On 6/11/21 7:09 PM, olcott wrote:
> On 6/11/2021 5:59 PM, Richard Damon wrote:
>> On 6/11/21 6:17 PM, olcott wrote:
>>> On 6/11/2021 4:38 PM, Richard Damon wrote:
>>>> On 6/11/21 5:07 PM, olcott wrote:
>>>>> On 6/11/2021 3:57 PM, Richard Damon wrote:
>>>>>>
>>>>>> And I have NEVER said it didn't. When you quote the RULE, I object
>>>>>> to it
>>>>>> as the rule can be wrong for cases like H_Hat, but a wrong rule
>>>>>> can get
>>>>>> some cases right.
>>>>> So you agree with this:
>>>>> When-so-ever an input demonstrates an infinitely repeating pattern and
>>>>> this repeating pattern is caused by an infinite loop or infinite
>>>>> recursion then the simulating halt decider can stop simulating its
>>>>> input
>>>>> and report that this input does not halt.
>>>>>
>>>>
>>>> If it si TRUELY an infinitely repeating pattern with no possible break,
>>>> then the decider can stop the simulation and report not-halitng.
>>>>
>>>> Note, if it sees a decider in the loop, then it needs to allow for the
>>>> action of the decider. This is where you fail for H_Hat.
>>>>
>>>
>>> We can artificially contrive an undecidable problem depending on how we
>>> frame the problem or we can remove this artificial contrivance.
>>
>> But the Halting Problme isn't 'artificially contrived', and as such
>> there is no artifical contrivances that can be removed. It has
>> legitimate applicability in mathematical theory which needs it exactly
>> as stated.
>>
>> As I have said before, you are perfectly free to define you own version
>> of the halting problem with a different definition as long as you make
>> it clear that this is what you are doing. The one thing that this will
>> mean is that you alternate problem won't matter to all those other
>> proofs that derive themselves from the proof of the halting problem's
>> impossibility.
>>
>>>
>>> It is self-evident that any computation that will never halt unless its
>>> simulation is aborted is merely a computationally equivalent way to
>>> define that a computation does not halt.
>>
>> But ONLY with the right definition. The key difference between that and
>> the one you use is the right definition say that it must be the instance
>> of the decider that is making the actual decision that must stop the
>> simulation, it doesn't count if it is another copy that must.
>>
>>>
>>> We know this on the basis that a UTM simulation of a TM description ⟨P⟩
>>> that does not halt logically entails that the TM P does not halt.
>>
>> Right. And your interpretation where even if the input as given will
>> halt when given to a UTM but if the input is modified to have copies of
>> the decider replaced with a UTM and THAT makes it not halt, it is
>> correct to call it non-halting is wrong.
>>
>> The rule is that H(P,I) should return Halting if, and only if UTM(P,I)
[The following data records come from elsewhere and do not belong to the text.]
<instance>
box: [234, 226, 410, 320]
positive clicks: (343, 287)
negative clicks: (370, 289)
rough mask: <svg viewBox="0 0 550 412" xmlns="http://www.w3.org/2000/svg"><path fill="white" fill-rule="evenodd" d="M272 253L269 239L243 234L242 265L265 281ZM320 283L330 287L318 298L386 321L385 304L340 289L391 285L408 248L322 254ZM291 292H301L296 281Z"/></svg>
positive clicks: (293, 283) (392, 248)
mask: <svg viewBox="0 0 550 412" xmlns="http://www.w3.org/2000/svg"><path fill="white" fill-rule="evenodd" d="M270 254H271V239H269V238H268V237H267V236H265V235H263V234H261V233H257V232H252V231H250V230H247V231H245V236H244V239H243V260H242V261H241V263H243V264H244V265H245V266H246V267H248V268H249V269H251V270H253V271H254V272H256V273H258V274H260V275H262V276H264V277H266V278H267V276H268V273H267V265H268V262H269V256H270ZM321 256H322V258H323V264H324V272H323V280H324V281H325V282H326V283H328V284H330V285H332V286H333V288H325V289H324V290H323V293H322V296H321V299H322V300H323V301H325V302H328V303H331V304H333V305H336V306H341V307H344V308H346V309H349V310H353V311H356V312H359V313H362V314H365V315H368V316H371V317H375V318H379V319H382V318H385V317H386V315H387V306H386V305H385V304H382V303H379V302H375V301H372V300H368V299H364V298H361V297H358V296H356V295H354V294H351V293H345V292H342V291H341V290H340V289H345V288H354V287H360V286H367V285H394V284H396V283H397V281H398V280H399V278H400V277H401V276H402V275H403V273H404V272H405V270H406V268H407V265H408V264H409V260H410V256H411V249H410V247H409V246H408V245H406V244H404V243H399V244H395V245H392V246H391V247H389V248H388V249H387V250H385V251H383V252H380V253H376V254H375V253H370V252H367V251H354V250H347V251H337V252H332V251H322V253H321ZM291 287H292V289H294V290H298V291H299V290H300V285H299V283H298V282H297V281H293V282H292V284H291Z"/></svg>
>> is a Halting Computation which by the definition of a UTM is if and only
>> if P(I) is a Halting Computation which is exactly the defintion.
>>>
>>> A simulating halt decider applies this computationally equivalent
>>> definition of non-halting does correctly decide that both the
>>> pseudo-code
>>>
>>> procedure compute_g(i):
>>>    if f(i, i) == 0 then
>>>      return 0
>>>    else
>>>      loop forever    // (Wikipedia:Halting Problem)
>>>
>>> and the Linz Ĥ
>>>
>>> Ĥ.q0 wM ⊢* Ĥ.qx wM wM ⊢* Ĥ.qy ∞
>>> if M applied to wM halts, and
>>>
>>> Ĥ.q0 wM ⊢* Ĥ.qx wM wM ⊢* Ĥ.qn
>>> if M applied to wM does not halt
>>>
>>> counter-examples are merely computations that do not halt on their
>>> input.
>>>
>>
>> Right, and since for your H it has been shown that it will answer
>> non-Halting for this input and H^ will then Halt that H gave the wrong
>> answer when feed the description of this machine.
>>
>
> This is the key part that you have persistently ignored:
>
> There is no case where the simulation of the input to H(P, P) would ever
> halt unless this simulation is aborted.
>

But that doesn't matter. Even you just above agreed that the right
answer that H needs to produce is will UTM(P, P) halt or not, and for
your H the H^ based on it DOES, so the right answer is Halting, even
though H says non-Halting.

The key is H halted the simulation, but it turns out that in that
particular case it really didn't need to because H^ will halt because
the H inside it will stop the potential infinite recursion and let H^
come to a Halt. The fact that H made the mistake of deciding that H^ was
non-Halting allows H^ to BE Halting.